Vincent PriceHerbert Marshall
The Fly (1958)
Medium: film
Year: 1958
Director: Kurt Neumann
Writer: George Langelaan, James Clavell
Keywords: horror, SF
Country: USA
Actor: David Hedison, Patricia Owens, Vincent Price, Herbert Marshall, Kathleen Freeman, Betty Lou Gerson, Charles Herbert
Format: 94 minutes
Series: The Fly >>
Url: http://www.imdb.com/title/tt0051622/
Website category: Horror pre-1970
Review date: 18 September 2002
The Fly (1958) is a charming period piece. Its look screams "fifties"; we might as well be watching I Love Lucy. It doesn't get dirty and icky like David Cronenberg's remake, but instead presents a teasing, enigmatic mystery in which a lady admits to having killed her husband but won't say why. There's lots of build-up which, to be honest, would have worked far better if we didn't already know the story. The Fly (1958) is one of those movies, like Psycho or The Crying Game, that would pack a hell of a punch if only cultural osmosis hadn't leaked its big surprise years ago.

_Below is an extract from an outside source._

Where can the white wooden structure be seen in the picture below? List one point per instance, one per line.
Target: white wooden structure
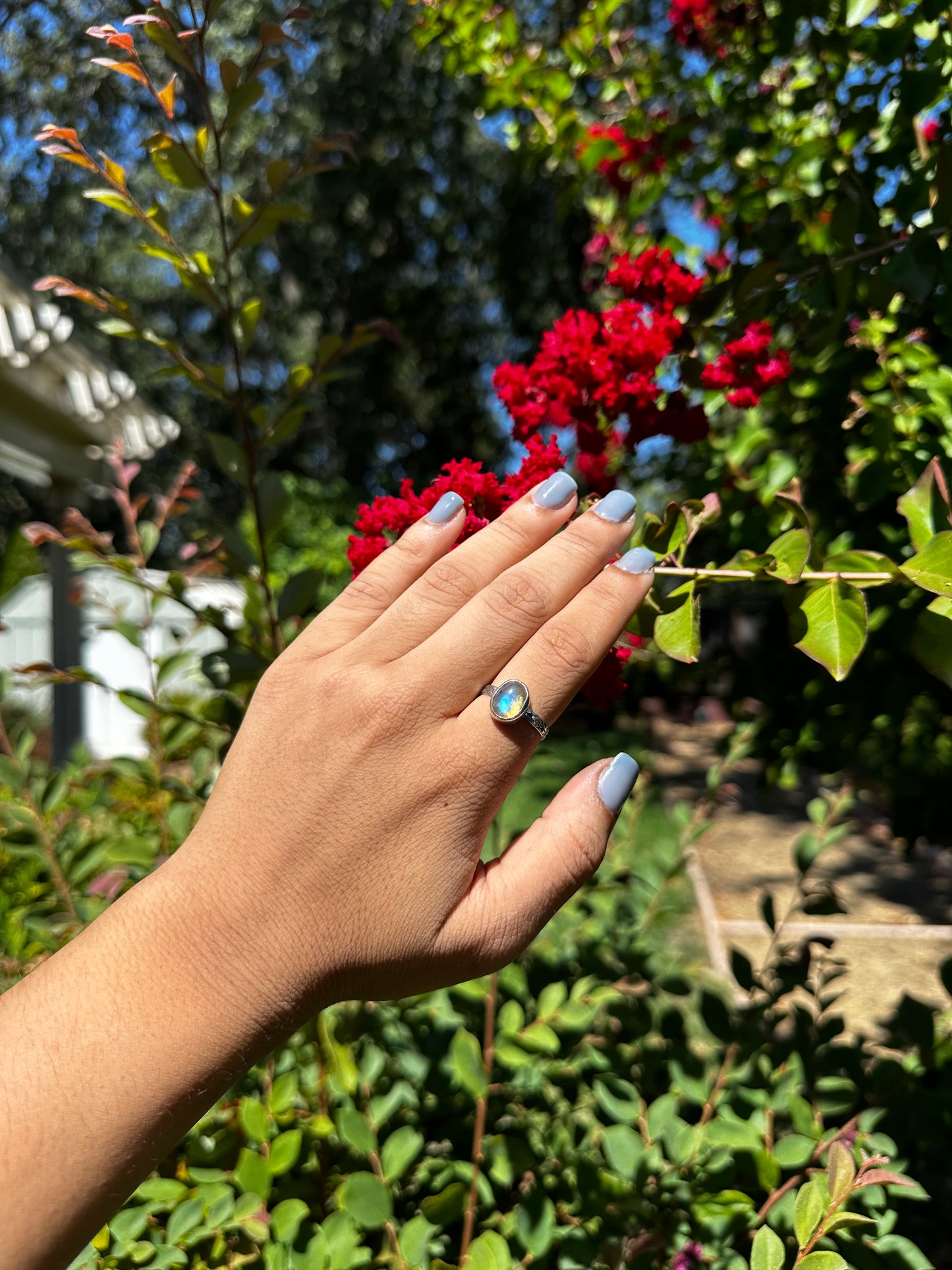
(60, 408)
(109, 727)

But even knowing everything in advance, one can still admire the delicacy with which the movie puts together its clues. It takes its time building up to the story (which is good) but is equally leisurely about winding down afterwards (which is less good). Personally I'd have cut five minutes from the end, but I'll admit that those concluding five minutes include one truly chilling image. Overall it's a sweet film.
Unfortunately the acting isn't good. David Hedison is wooden as Andre Delambre and even Vincent Price seems off his game. Worst is a dreadful ten-year-old, Charles Herbert, who did lots of films in the late fifties before thankfully disappearing from the industry. (He didn't return for either sequel, thank God.) James Bond trivia... David Hedison was also the only actor to play Felix Leiter in two Bond films: Live and Let Die and Licence to Kill. The Fly was his second film role.

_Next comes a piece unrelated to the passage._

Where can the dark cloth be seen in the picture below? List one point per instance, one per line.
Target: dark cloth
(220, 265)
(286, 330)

The fifties-ness is always good for a laugh. David Hedison gets long-winded utopian technobabble, characteristic of the fifties' schizophrenic attitude to science. They expected unlimited free energy and a rocket car in every garage, but they also lived in terror of these new-fangled atom bombs. Vincent Price even gets a little speech on What Can Happen To Scientists Who Aren't Careful at the end. I also loved the wacky teleporter (never named as such). It's all blinding lights and funky neon, managing to avoid that Dan Dare retro fifties look without resembling anything we'd conceive of today.
Like Cronenberg's remake it's a love story, but in every other respect it's a completely different film. Its shocks are low-key, but keeping everything at a domestic level gives it a realistic edge which Cronenberg's fantastical material couldn't achieve. It's obviously of its era but its psychological strengths mean that it never feels silly or dated, unlike other fifties films I could mention. I'd love to show this to someone who's never heard of The Fly just to gauge their reaction, but even to a knowledgeable modern viewer it's a quaint but clever film.